Adapted for Diverse Learning Styles


We help craft powerful learning experiences of learning and deep connections with the natural world for youth groups, families, and K-12 class trips. We invite you to join us as we re-discover the sense of wonder for nature's mysteries that all children share.

We use art, storytelling, and tangible examples to cultivate a supportive learning environment at Vesper Meadow. We strive to develop students’ full potential by working in small groups and encouraging students to explore in the ways that are fun and personalized. Our teaching style focuses on:

  • The importance of heightened awareness in students, and how it relates to critical thinking and problem solving.

  • How to use symbol and metaphor to create a powerful educational environment.

  • The role of brain patterning, and the natural flow of the human learning process.

  • How artistic expressions open a doorway to authentic student growth.

  • Essential routines found throughout the world that ground students in their senses and expand awareness.

Working with Teachers for personalized Curriculum:

All our lessons are interdisciplinary, bringing art and science together for enriched learning. We are glad to bring inquiry-based, fun experiments and interesting nature specimens into the classroom, or provide pre-field trip lessons to prepare for a big day out. If you would like to plan a field trip to Vesper Meadow, we will work with you to in crafting an experience that is integrated into classroom learning and enhances standards-based learning.

Example field trip topics:

  • Ecosystem Connections: Identifying birds and using binoculars, water sampling, searching for insects with magnifiers, and collecting plant data for a habitat assessment will help us learn about indicators of ecosystem health. We’ll collect data, discuss community science Teachers will have the option to extend learning post-field trip through use of online data platforms like eBird and iNaturalist.

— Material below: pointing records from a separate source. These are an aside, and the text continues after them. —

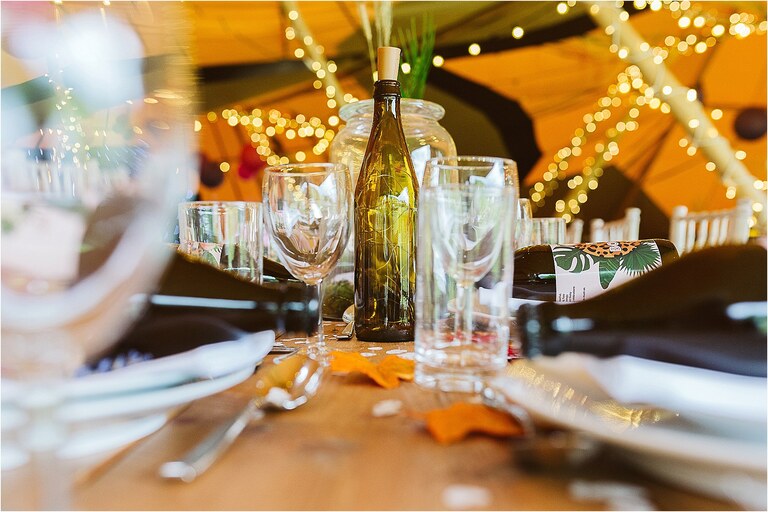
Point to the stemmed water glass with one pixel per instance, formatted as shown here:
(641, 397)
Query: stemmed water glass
(307, 211)
(93, 164)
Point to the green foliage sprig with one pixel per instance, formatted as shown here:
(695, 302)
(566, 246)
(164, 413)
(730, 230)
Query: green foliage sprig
(417, 52)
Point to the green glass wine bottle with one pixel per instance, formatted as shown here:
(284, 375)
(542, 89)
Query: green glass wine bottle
(385, 219)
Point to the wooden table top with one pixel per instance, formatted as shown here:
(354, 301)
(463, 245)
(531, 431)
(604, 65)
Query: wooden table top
(333, 454)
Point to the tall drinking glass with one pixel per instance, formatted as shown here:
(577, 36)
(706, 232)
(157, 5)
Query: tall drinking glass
(307, 211)
(460, 265)
(93, 163)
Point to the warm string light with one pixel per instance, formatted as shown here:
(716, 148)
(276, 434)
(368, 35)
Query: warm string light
(628, 81)
(313, 55)
(263, 126)
(656, 95)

  • Local human history: We will learn about first peoples and various settlers to the Rogue Valley to gain a deeper understanding of our current local context. Through storytelling, understanding archaeological studies, and searching for clues in the landscape will provide insight into the dynamic relationship between people and land. Students will explore future possibilities of the human-land relationship and how to take action for a just and sustainable future.

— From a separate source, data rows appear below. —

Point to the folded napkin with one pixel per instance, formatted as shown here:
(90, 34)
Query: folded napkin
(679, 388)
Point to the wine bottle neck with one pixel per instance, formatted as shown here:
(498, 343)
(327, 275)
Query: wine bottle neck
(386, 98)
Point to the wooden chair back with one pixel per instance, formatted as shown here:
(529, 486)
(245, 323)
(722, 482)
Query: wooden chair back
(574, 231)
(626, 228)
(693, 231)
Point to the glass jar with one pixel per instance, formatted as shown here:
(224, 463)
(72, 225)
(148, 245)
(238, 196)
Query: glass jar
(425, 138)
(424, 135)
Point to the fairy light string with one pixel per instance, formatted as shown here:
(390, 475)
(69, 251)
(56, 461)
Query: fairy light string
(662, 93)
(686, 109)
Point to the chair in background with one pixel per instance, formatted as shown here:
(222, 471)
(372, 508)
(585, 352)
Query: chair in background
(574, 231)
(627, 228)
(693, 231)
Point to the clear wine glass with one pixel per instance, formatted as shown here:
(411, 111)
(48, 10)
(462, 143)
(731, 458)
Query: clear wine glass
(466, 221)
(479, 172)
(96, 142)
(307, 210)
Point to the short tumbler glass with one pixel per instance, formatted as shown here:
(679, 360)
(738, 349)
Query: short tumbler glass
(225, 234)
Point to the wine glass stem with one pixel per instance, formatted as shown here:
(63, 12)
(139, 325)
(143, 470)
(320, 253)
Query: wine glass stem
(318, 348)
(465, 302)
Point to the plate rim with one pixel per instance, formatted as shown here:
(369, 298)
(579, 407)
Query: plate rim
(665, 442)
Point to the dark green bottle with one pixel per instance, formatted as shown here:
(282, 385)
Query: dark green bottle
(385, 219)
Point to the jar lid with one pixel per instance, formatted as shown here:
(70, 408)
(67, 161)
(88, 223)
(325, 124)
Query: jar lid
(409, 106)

  • Nature Journal Hike We’ll introduce students to the tried-and-true art of scientific observation, while using art as a tool for understanding and connecting to nature. Providing options for students to observe, write, draw, and experience an inner-quiet, we’ll create an experience that is not possible in the classroom. Students will travel with periodic journaling stops to ‘collect’ different places throughout Vesper Meadow.

  • Forests and Climate Change Direct observation, developing hypotheses, and creative expression will enable students to see the forest through a new lens. We’ll help students untangle confusion about forest fires, climate change, and discuss how to can become climate-wise stewards in the future. Providing tangible forest monitoring skills will engage students with inquiry, basic math, and fun sensory exercises.

  • Animal tracking and Landscape Connectivity Discover how tracking is the original, multi-disciplinary, and multi-sensory way in which human beings have evolved to observe patterns and make sense out of the world. Tracking is a great way to foster empathy for other beings. We'll spend time learning print identification, sign tracking, animal behavior, ecological assessment and analysis. Students will remain engaged with their senses and excited to learn a new skill. Further connections include studying animal migration, and the importance of landscape connectivity.

  • Stewardship learning We are glad to pair stewardship learning with science and art curriculum for hands-on experiences that empower students to take action in their own backyard. With restoration becoming increasingly important in many different fields, students will not only build a relationship with their environment through service, but also learn skills applicable for future careers.